Andy lived across the hall from me (and down the hall from Danny Greene) during our first year at Wesleyan. I had never met anyone like him before, and I still have not. At some point in the first semester, I was taking a shower when Andy stepped into the next shower stall. Soon after he turned on the water, he began delivering a slow-building, impassioned declaration of his love for me. I listened with confusion, asking, “Andy, what are you talking about? etc.” I finished showering before he did and went to my room. A few minutes later, as I thought about what had happened, Andy knocked on my door. When I opened it, Andy stood wrapped in a towel and handed me a copy of “The Glass Menagerie,” open to the page of the monologue that he had just practiced on me. The only script modification that he had made in the shower was to change the name of the monologue’s recipient to my name (Bill).
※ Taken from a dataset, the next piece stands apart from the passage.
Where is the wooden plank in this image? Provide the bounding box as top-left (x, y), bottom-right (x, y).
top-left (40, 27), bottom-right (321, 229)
For year 2 at Wesleyan, I was lucky enough to live across the hall from Andy again, in a different dorm this time. During this year, Andy used a video recorder to direct “Chopstacks,” a martial arts film starring me and our friend/hallmate, Andrew. Andy wanted to film in the campus library (hence the “-stacks” in the title), so we decided to silently mouth our dialogue. Later we dubbed in the audio, poorly matched with our lip movements, like in the martial arts movies we watched as kids. We joked about “Chopstacks” for years after that.
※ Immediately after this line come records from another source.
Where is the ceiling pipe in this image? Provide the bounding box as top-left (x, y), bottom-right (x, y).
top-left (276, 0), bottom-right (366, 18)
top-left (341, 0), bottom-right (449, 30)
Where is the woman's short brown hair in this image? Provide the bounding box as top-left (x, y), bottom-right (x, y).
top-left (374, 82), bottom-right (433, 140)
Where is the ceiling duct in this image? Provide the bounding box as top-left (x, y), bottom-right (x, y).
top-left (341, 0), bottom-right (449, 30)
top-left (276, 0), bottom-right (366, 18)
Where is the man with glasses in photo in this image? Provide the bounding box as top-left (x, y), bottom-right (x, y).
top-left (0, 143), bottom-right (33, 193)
Year 2 was the only time that my father visited me at Wesleyan. He politely met my various friends, but when Andy burst into my room to greet him, my father’s face lit up. Andy is my only friend from college that my father asked about for years after we graduated.
After year 2, Andy & I did not see each other as much, but I always consider him one my closest friends from Wesleyan. He called me in the late 90s to tell me about the mental health crisis that he experienced in ’95, but my knowledge about mental health was poor at (& probably still is). I just thought that he went through a temporary crisis, and now he was fine. The last I heard from him was in 2019, when he wrote to me on facebook to ask if I was planning to attend our 25th reunion in 2020. I was planning to attend, and I know that seeing Andy again would have been one of the highlights. Of course, that reunion did not take place.
I don’t fear death as much as I used to, because if I get to see Andy again, it can’t be that bad. Thank you for allowing people outside of St. Louis to share in the funeral service.